Est
- Type: Cola
- Manufacturer: Sermsuk Public Company Limited
- Origin: Thailand
- Introduced: 2012; 14 years ago
- Website: www.sermsukplc.com/brand/est

= Est Cola =

Soft drink from Thailand

Est (stylized as est; เอส) Cola is a cola soft drink from Thailand, manufactured by Sermsuk Public Company Limited. It was launched on 2 November 2012.

== History ==
Est Cola was created following the termination of the company's contract with PepsiCo, for whom it had bottled and distributed Pepsi in Thailand since 1952. The Pepsi-Sermsuk split created an opportunity for Coca-Cola to become the leading soda brand in the country. PepsiCo had 48% market shares in Thailand before the split (and Coca-Cola 42%), but its shares dropped to 15% after the split. The split happened after PepsiCo tried and failed to take over Sermsuk.

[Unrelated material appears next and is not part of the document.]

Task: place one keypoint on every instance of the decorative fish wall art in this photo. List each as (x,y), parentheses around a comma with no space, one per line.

In 2014, ThaiBev acquired Est Cola from Sermsuk for THB1.56 billion (US$ ). Sermsuk remained the manufacturer of the cola.

==Involvement in sports==
In 2013, Est signed a two-year partnership with Manchester City F.C. to use the club's image for advertising purposes in Thailand.

Est has been sponsoring the Thailand national volleyball teams both men and women since 2015. A Thai womens' volleyball team baring the soda's name, Est Cola has also been formed which participates in international club tournaments.